This looked interesting, though:
International Mount Rushmore Constest: Washington, Jefferson, Lincoln and T. Roosevelt. "If they could speak today, what might they say?" Free. All ages. $500 U.S. Savings Bonds or Mt. Rushmore Coins and Stamps among the prizes.
I can't wait to see how Di Lorenzo, Sobran and Dietemann would answer the question. Unfortunately, one can't expect admirable past historical figures to correspond exactly to 21st century libertarian dogmas. Nor is it the case that pursuing a narrow, undeviating Misean course would have benefited the country.
But the problem with these debates is that they take separate issues which may have separate answers and combine them into a single indictment. Was Lincoln's economic policy wise or just or in the American tradition? The parts of the question may have very different answers which reflect differently on Lincoln. Was it at the center of his thinking in the Fifties and Sixties? Highly unlikely. Was there some indisputable constitutional right to secession? Also unlikely. Was there a right by White Southerners to self-determination? Did Lincoln have a right to oppose their rebellion? And regardless of rights, what ought they and he to have done? Was Lincoln justified in taking extraordinary measures to preserve the Union? Were those measures worse than what was done in the rebel states? Would any American political leader have acted differently? Was there some deeper connection between those measures and Lincoln's political or economic philosophy?
There are so many questions involved that it's only passion and willfulness that keeps the answers together to form an solid indictment. The more we think about the different questions involved, the harder it is to argue that things were all black and white or cut and dried.
Also, we can never say with any certainty what things would have been like had the other side won. Therefore we can never say with certitude whether Lincoln's path was better or worse than what would otherwise have happened.
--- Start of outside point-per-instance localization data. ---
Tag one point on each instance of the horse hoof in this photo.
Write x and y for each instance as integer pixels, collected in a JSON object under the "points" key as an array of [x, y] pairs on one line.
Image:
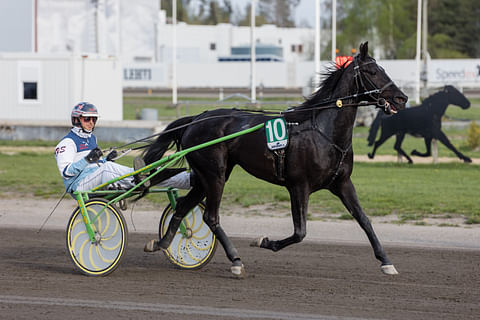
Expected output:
{"points": [[258, 242], [389, 269], [238, 271], [151, 246]]}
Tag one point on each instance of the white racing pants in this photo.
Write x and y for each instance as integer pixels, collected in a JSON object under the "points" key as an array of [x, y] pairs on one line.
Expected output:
{"points": [[111, 170]]}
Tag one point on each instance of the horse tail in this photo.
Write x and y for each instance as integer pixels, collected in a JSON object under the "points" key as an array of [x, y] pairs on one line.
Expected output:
{"points": [[372, 133], [168, 137]]}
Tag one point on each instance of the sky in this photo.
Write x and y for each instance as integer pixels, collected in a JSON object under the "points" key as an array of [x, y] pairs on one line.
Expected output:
{"points": [[305, 11]]}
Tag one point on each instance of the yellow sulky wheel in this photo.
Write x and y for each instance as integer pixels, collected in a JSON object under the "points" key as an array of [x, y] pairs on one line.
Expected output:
{"points": [[194, 244], [103, 256]]}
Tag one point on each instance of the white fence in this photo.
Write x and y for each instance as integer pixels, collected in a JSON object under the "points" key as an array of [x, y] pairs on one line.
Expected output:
{"points": [[458, 72]]}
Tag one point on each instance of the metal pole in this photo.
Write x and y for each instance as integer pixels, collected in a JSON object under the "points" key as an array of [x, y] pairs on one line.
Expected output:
{"points": [[417, 58], [253, 57], [425, 45], [334, 30], [317, 44], [174, 53]]}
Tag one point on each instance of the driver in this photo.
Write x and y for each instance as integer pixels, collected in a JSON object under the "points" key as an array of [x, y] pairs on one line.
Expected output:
{"points": [[80, 161]]}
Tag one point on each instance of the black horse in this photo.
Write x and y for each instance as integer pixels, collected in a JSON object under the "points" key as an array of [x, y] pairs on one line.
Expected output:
{"points": [[319, 154], [421, 121]]}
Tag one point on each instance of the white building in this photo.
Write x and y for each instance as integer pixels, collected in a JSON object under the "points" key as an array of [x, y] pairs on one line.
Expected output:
{"points": [[138, 35]]}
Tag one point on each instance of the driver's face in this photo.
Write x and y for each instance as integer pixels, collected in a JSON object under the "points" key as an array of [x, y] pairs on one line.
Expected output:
{"points": [[88, 122]]}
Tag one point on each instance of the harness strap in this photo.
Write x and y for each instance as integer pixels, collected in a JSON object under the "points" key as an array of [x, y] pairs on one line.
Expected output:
{"points": [[342, 151]]}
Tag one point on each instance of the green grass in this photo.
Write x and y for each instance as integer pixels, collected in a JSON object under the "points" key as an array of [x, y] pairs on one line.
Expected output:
{"points": [[472, 113], [456, 136], [410, 192]]}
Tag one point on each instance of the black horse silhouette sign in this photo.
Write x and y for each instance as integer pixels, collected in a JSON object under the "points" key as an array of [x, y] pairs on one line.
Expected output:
{"points": [[421, 121]]}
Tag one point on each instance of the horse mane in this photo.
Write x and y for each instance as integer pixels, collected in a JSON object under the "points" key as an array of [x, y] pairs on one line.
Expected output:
{"points": [[433, 99], [330, 77]]}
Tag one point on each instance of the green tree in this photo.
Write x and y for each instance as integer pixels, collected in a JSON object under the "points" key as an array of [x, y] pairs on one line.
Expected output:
{"points": [[278, 12], [454, 28], [182, 9]]}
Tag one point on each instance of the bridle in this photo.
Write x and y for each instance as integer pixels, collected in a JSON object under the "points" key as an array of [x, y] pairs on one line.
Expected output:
{"points": [[358, 76], [361, 90]]}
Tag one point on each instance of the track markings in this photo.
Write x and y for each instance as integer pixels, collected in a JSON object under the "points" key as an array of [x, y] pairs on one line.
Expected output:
{"points": [[165, 308]]}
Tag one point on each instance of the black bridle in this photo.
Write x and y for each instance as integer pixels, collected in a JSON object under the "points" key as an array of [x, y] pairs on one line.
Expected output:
{"points": [[361, 90]]}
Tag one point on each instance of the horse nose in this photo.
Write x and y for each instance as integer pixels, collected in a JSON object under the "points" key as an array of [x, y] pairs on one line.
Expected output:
{"points": [[400, 99]]}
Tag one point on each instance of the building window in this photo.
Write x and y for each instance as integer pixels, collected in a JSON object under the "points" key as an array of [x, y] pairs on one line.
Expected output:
{"points": [[29, 86], [30, 91]]}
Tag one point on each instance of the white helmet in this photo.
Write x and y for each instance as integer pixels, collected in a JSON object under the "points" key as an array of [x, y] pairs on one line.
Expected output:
{"points": [[83, 109]]}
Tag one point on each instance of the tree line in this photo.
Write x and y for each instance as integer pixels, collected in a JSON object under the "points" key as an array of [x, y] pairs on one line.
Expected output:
{"points": [[390, 25]]}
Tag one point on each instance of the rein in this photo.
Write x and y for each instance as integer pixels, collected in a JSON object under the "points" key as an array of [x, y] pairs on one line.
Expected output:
{"points": [[325, 104]]}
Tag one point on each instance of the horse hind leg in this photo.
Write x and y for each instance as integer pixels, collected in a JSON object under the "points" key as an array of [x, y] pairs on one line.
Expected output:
{"points": [[443, 139], [398, 146], [214, 192], [183, 207], [428, 148], [299, 203]]}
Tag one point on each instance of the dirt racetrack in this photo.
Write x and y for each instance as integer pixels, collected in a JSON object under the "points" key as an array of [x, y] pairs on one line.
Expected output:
{"points": [[310, 280]]}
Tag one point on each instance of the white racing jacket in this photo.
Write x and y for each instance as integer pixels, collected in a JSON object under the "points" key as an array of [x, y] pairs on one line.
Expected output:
{"points": [[70, 154]]}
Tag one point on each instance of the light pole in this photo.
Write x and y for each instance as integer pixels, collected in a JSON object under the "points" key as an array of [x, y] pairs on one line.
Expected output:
{"points": [[253, 57], [317, 44]]}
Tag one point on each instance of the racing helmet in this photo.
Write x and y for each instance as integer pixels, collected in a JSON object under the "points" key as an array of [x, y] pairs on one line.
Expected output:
{"points": [[83, 109]]}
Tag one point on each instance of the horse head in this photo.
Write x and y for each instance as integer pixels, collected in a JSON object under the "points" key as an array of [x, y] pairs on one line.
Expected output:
{"points": [[376, 85], [456, 97]]}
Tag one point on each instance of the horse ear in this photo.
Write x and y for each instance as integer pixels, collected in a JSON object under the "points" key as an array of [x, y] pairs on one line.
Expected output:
{"points": [[363, 50]]}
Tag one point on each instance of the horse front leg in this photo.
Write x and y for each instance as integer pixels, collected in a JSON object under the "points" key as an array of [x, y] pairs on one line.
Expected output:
{"points": [[347, 194], [443, 139], [428, 146], [383, 137], [398, 146], [299, 203]]}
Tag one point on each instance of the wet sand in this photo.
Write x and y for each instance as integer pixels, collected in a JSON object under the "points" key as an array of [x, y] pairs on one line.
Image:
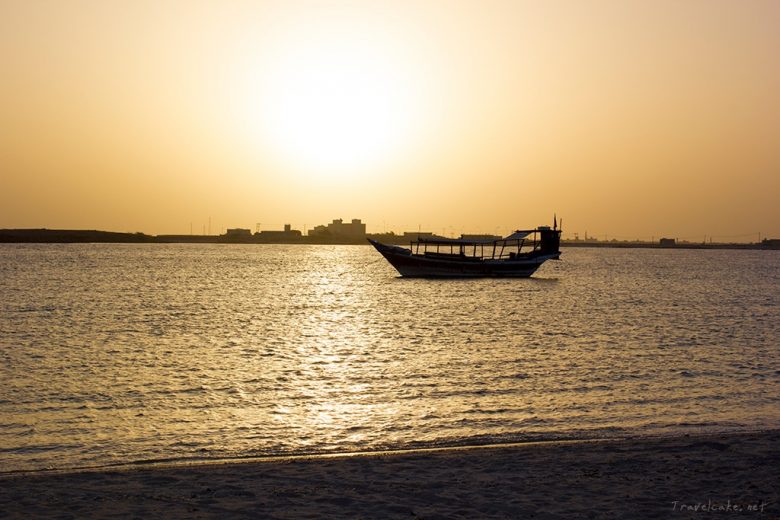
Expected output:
{"points": [[710, 476]]}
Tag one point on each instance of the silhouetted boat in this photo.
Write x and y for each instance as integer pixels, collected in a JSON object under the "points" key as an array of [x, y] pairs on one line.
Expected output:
{"points": [[519, 255]]}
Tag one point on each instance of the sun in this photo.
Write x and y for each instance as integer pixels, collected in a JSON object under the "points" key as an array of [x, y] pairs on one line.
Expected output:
{"points": [[335, 106]]}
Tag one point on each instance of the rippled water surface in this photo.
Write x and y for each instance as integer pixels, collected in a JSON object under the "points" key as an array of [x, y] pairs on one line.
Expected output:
{"points": [[117, 353]]}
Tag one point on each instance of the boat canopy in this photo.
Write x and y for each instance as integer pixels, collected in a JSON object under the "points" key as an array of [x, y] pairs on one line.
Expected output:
{"points": [[517, 235]]}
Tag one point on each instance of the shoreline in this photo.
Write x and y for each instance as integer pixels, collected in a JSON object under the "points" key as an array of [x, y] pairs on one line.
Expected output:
{"points": [[70, 236], [631, 477]]}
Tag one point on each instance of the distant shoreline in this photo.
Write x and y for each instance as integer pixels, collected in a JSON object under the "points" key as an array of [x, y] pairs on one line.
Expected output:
{"points": [[71, 236]]}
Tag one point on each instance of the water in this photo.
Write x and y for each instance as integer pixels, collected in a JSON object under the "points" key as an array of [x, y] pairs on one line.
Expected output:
{"points": [[120, 353]]}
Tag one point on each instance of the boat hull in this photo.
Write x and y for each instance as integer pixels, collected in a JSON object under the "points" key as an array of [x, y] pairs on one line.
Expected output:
{"points": [[418, 266]]}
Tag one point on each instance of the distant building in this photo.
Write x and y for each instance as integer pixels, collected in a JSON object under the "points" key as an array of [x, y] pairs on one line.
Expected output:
{"points": [[287, 234], [417, 235], [354, 229], [481, 237], [238, 233]]}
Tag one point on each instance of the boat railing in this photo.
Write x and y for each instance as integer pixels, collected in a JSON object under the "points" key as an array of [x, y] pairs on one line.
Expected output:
{"points": [[501, 249]]}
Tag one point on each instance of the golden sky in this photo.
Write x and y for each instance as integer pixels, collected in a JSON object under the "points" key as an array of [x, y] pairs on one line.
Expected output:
{"points": [[628, 119]]}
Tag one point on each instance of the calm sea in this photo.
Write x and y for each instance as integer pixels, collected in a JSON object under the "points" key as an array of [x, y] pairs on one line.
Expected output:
{"points": [[120, 353]]}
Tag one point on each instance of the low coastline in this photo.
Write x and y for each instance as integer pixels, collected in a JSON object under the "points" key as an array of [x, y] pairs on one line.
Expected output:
{"points": [[643, 477], [54, 236]]}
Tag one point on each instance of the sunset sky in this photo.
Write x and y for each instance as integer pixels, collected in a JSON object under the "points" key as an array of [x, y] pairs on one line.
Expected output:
{"points": [[628, 119]]}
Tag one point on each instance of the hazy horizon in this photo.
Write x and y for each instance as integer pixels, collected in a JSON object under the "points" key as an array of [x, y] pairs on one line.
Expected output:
{"points": [[628, 119]]}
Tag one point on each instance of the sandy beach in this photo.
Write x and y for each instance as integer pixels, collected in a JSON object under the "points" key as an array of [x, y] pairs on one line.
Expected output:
{"points": [[708, 476]]}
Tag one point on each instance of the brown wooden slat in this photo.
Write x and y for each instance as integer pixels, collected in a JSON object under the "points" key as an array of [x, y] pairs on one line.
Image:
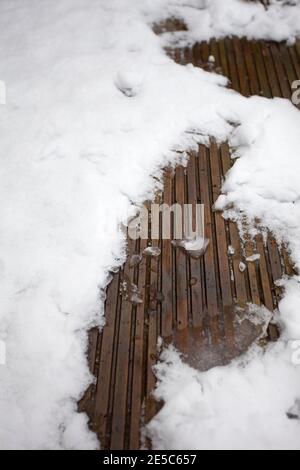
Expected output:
{"points": [[167, 304], [137, 395], [222, 252], [210, 274], [176, 307], [121, 381]]}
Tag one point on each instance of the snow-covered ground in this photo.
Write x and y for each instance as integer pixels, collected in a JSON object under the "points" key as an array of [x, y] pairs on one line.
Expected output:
{"points": [[93, 109]]}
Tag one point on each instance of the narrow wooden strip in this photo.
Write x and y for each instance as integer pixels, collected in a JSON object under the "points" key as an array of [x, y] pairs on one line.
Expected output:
{"points": [[121, 382], [137, 379], [209, 262], [271, 73], [265, 278], [222, 252], [250, 66], [104, 379], [282, 78], [223, 58], [254, 287], [195, 267], [167, 303], [261, 71], [232, 65], [181, 267], [241, 67]]}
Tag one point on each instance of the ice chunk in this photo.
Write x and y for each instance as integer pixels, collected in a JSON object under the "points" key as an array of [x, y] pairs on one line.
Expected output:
{"points": [[129, 83]]}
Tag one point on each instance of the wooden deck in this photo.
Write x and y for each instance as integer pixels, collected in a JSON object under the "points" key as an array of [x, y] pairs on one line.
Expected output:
{"points": [[192, 303]]}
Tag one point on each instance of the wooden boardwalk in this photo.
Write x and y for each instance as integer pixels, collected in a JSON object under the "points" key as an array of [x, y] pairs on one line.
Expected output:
{"points": [[193, 303]]}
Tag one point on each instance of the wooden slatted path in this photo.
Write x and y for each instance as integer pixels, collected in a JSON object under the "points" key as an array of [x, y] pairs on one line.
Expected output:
{"points": [[193, 303]]}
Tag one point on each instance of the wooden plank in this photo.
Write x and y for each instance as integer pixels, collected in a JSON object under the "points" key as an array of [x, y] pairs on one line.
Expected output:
{"points": [[250, 66], [282, 78], [167, 304], [232, 64], [223, 58], [261, 70], [195, 265], [265, 278], [182, 313], [209, 261], [135, 411], [222, 252], [239, 277], [254, 288], [121, 381], [241, 67], [104, 379], [271, 73]]}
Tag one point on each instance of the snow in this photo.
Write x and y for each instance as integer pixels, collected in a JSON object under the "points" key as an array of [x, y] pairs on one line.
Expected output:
{"points": [[206, 19], [94, 108], [242, 406]]}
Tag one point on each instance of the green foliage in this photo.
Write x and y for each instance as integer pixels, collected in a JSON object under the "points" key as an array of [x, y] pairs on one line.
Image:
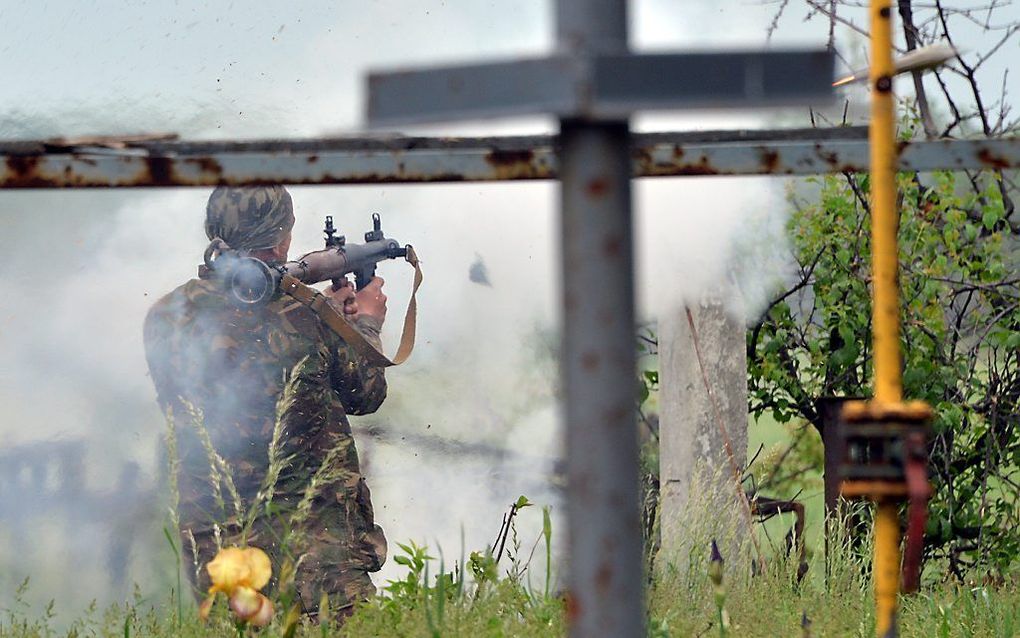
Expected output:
{"points": [[961, 332]]}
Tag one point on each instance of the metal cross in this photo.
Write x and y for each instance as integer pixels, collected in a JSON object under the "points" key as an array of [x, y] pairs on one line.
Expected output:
{"points": [[593, 84]]}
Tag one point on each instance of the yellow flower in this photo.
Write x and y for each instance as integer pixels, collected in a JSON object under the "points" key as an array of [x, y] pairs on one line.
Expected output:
{"points": [[236, 567], [240, 573]]}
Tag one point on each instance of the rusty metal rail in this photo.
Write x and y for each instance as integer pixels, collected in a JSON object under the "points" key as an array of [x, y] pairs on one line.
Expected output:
{"points": [[416, 160]]}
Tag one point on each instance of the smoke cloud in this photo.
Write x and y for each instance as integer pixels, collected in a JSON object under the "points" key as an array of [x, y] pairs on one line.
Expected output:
{"points": [[471, 422]]}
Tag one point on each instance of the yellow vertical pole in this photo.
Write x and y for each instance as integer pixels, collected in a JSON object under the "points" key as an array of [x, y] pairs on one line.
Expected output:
{"points": [[885, 291]]}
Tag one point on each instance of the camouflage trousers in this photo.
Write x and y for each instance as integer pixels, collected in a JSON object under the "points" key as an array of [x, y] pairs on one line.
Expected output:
{"points": [[341, 545]]}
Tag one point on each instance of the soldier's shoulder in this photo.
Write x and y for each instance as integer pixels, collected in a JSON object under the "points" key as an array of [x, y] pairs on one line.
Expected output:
{"points": [[183, 301]]}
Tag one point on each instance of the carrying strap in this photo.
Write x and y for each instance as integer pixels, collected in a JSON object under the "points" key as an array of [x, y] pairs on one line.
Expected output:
{"points": [[319, 304]]}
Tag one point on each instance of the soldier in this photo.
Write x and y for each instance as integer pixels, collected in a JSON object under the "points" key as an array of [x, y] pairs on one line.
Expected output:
{"points": [[221, 370]]}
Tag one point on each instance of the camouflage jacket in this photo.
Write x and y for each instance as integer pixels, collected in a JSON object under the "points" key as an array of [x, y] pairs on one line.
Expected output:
{"points": [[221, 370]]}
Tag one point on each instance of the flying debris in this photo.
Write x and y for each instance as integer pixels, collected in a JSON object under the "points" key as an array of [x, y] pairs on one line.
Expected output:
{"points": [[478, 273], [918, 59]]}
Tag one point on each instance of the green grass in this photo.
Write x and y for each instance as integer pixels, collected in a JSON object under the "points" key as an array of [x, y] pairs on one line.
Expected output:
{"points": [[767, 605]]}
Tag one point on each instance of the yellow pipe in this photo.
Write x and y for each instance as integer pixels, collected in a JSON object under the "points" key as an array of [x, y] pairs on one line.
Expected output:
{"points": [[885, 307], [886, 567], [885, 291]]}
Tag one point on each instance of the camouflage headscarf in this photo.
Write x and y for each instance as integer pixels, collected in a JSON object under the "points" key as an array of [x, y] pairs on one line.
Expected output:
{"points": [[249, 217]]}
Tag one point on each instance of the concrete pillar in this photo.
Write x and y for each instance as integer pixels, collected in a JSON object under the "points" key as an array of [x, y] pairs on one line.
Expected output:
{"points": [[692, 442]]}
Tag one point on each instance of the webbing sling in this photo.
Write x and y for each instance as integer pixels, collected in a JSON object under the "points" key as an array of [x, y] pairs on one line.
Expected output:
{"points": [[319, 304]]}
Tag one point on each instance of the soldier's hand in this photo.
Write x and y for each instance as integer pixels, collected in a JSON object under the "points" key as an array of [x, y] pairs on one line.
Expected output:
{"points": [[343, 296], [371, 300]]}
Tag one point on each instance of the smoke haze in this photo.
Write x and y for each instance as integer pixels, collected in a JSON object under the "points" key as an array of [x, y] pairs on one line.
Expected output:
{"points": [[83, 267]]}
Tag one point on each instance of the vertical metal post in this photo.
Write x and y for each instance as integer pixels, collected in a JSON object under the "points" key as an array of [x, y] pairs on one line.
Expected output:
{"points": [[605, 558], [885, 291]]}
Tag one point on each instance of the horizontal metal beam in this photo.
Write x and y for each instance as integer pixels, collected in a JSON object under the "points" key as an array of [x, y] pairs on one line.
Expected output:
{"points": [[417, 160], [601, 86]]}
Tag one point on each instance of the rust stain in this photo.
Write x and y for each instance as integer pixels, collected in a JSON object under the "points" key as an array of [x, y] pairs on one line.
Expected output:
{"points": [[598, 187], [516, 165], [770, 160], [207, 165], [590, 360], [159, 170], [23, 173], [995, 161], [612, 246], [603, 579]]}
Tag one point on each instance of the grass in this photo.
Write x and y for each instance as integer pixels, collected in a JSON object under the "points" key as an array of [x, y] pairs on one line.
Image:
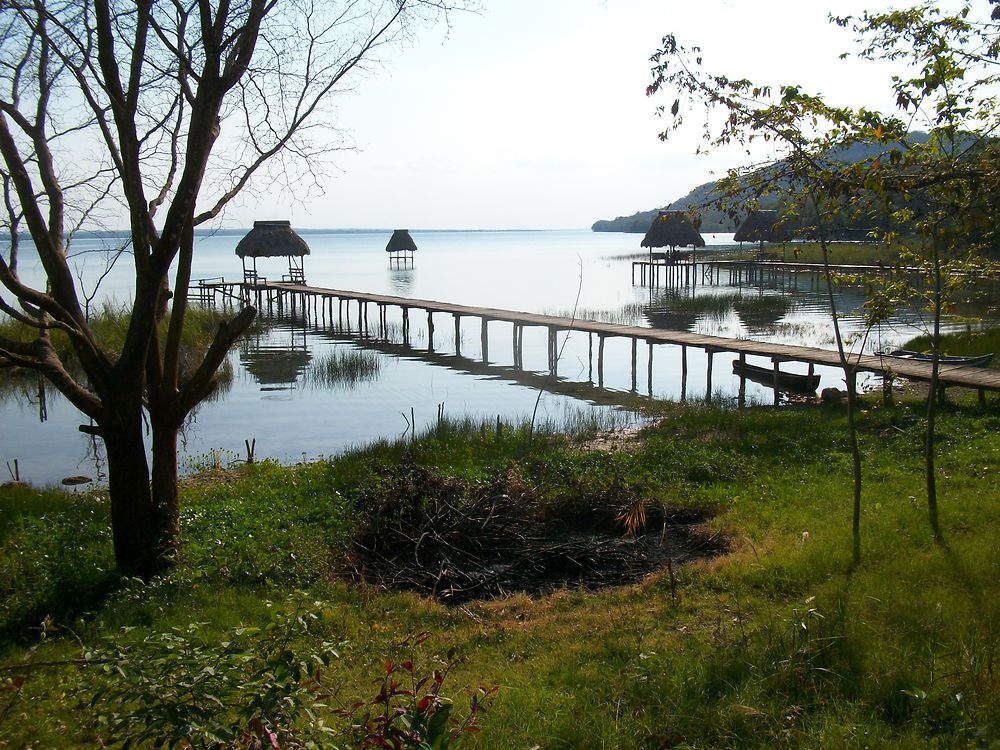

Dogmatists will say that self-determination should always be respected or that any violation of civil liberties makes a government a tyranny. One might consider the present situation in the Middle East, though. It seems impossible to fully grant self-determination for all or to fully respect everyone's civil liberties in a situation like that of Israel/Palestine today. In theory, our own national crisis ought to have been easier to resolve than the present Middle East conflict. That it wasn't easily resolved was the fault of more than just one man. Nor was violence introduced by just one man.
Anyway, here is a good response to the "Lincoln the tyrant" school, and here's a new critical review of Di Lorenzo.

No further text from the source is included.